Today, multi-station presses, i. e. arrangements of at least two presses arranged in succession, in such a way that workpieces worked on by the first of the presses may be handed over to the second press (directly or employing an intermediate station) are widely used in a variety of applications such as e. g. sheet forming for the production of car bodies. In the following, “multi station press” is understood to include tandem presses, press lines, etc.
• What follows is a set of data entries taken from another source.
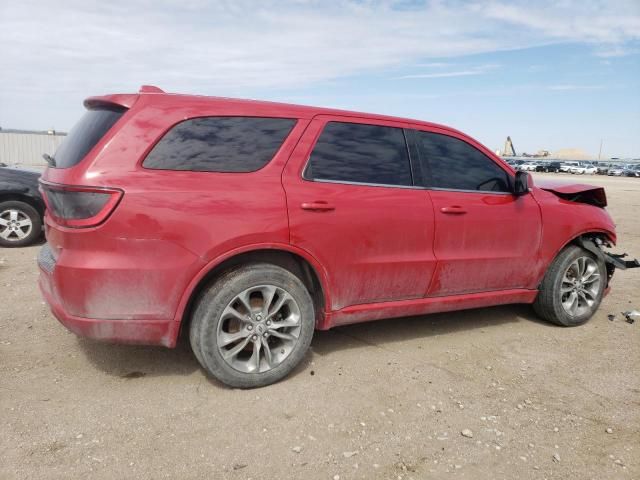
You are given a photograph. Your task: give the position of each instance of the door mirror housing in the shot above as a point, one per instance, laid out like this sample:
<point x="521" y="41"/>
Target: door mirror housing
<point x="521" y="184"/>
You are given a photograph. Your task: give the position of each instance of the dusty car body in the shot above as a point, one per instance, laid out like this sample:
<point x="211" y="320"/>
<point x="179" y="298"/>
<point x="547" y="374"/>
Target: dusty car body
<point x="142" y="245"/>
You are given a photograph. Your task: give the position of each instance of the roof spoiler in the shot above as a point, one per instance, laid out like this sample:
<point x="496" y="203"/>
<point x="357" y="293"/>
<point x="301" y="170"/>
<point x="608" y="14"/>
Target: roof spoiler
<point x="124" y="100"/>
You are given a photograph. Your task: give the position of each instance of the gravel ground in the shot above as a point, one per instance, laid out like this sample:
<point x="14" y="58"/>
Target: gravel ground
<point x="490" y="393"/>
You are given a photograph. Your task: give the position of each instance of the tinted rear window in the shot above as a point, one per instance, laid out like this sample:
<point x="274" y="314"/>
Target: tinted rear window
<point x="220" y="144"/>
<point x="93" y="125"/>
<point x="455" y="165"/>
<point x="353" y="152"/>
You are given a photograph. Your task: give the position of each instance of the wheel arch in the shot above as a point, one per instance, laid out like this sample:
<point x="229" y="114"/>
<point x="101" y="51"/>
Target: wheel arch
<point x="577" y="239"/>
<point x="297" y="261"/>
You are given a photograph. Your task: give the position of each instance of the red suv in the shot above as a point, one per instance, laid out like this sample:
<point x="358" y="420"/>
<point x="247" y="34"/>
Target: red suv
<point x="246" y="225"/>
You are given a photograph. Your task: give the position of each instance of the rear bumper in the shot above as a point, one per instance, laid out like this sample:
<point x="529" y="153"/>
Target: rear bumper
<point x="128" y="331"/>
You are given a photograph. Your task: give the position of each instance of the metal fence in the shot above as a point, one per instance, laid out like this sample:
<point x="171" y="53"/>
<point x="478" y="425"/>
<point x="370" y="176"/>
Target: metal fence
<point x="26" y="148"/>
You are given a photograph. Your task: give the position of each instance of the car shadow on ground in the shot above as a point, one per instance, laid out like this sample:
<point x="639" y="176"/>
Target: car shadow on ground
<point x="131" y="362"/>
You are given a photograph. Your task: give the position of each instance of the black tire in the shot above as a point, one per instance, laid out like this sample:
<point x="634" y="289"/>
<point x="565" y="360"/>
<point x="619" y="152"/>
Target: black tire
<point x="24" y="210"/>
<point x="208" y="315"/>
<point x="548" y="303"/>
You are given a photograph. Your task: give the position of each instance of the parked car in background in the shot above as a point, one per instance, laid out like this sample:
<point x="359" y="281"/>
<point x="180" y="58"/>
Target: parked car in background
<point x="552" y="167"/>
<point x="529" y="166"/>
<point x="566" y="166"/>
<point x="583" y="168"/>
<point x="616" y="170"/>
<point x="21" y="207"/>
<point x="247" y="225"/>
<point x="632" y="171"/>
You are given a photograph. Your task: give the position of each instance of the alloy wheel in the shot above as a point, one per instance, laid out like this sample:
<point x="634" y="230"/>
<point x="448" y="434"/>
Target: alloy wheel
<point x="580" y="286"/>
<point x="14" y="225"/>
<point x="258" y="329"/>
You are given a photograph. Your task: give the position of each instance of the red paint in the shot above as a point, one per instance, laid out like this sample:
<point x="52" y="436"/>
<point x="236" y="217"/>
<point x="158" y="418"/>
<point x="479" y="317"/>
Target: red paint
<point x="378" y="252"/>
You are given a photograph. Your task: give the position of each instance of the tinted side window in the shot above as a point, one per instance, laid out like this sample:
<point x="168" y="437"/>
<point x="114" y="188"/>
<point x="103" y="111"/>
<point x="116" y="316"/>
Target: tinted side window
<point x="220" y="144"/>
<point x="353" y="152"/>
<point x="93" y="125"/>
<point x="450" y="163"/>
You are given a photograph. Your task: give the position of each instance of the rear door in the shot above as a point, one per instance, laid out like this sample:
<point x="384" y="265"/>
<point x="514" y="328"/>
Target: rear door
<point x="353" y="206"/>
<point x="486" y="238"/>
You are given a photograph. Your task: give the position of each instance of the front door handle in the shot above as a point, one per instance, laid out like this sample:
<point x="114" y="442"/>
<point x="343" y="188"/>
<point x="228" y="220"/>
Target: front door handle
<point x="318" y="206"/>
<point x="453" y="210"/>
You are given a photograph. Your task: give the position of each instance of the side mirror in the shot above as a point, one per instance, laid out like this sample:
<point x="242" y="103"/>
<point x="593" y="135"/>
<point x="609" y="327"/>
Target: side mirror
<point x="521" y="184"/>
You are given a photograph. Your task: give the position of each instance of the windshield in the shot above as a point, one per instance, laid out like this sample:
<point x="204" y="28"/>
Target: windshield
<point x="93" y="125"/>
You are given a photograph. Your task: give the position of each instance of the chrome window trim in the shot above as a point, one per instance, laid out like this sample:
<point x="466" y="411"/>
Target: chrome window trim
<point x="409" y="187"/>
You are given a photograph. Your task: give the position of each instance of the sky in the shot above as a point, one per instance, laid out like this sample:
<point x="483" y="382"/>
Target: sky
<point x="551" y="74"/>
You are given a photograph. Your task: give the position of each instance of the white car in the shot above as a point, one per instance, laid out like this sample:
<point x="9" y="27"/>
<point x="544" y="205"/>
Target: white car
<point x="567" y="166"/>
<point x="583" y="168"/>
Usually, the handing over of the work pieces from a press station to the next one is effected by automatic handling devices. The throughput of a multi station press is not only defined by the speed of the press stations (i. e. strokes per minute) but also by the efficiency of the deposition and removal of workpieces and the transport of the workpieces between the presses. Technically, a large number of different systems for transporting workpieces from station to station are available, having different kinematics involving e. g. linear and/or swivel axes. An example out of many is described in WO 2005/051563 A1 (Güde Group AG). Choosing the appropriate system, in principle very high transport speeds are achievable.
However, todays versatile and fast transport devices often provide much freedom in choosing the trajectory for transporting the workpiece from one station to the next one. In the following, the term “trajectory” is understood to be the path of an object through space as a function of time. It does not only include the geometry of the path, but also the position of the object along the path as a function of time. The trajectories discussed in this document are closed, i. e. the same path is usually ran through repeatedly.
The freedom in chasing the trajectory allows for optimizing the operation of the multi-station press. However, it is not a simple task to define the trajectory such that a high or even optimum throughput of the whole system is achieved. Either the user is provided with limited possibilities of influencing the trajectory, which can mean that the optimum trajectory cannot be generated in any case, or the parameters to be defined are so many that parameterizing the trajectory amounts to a complex and lengthy task which can only be handled by very experienced operators and which involves a lot of trial and error.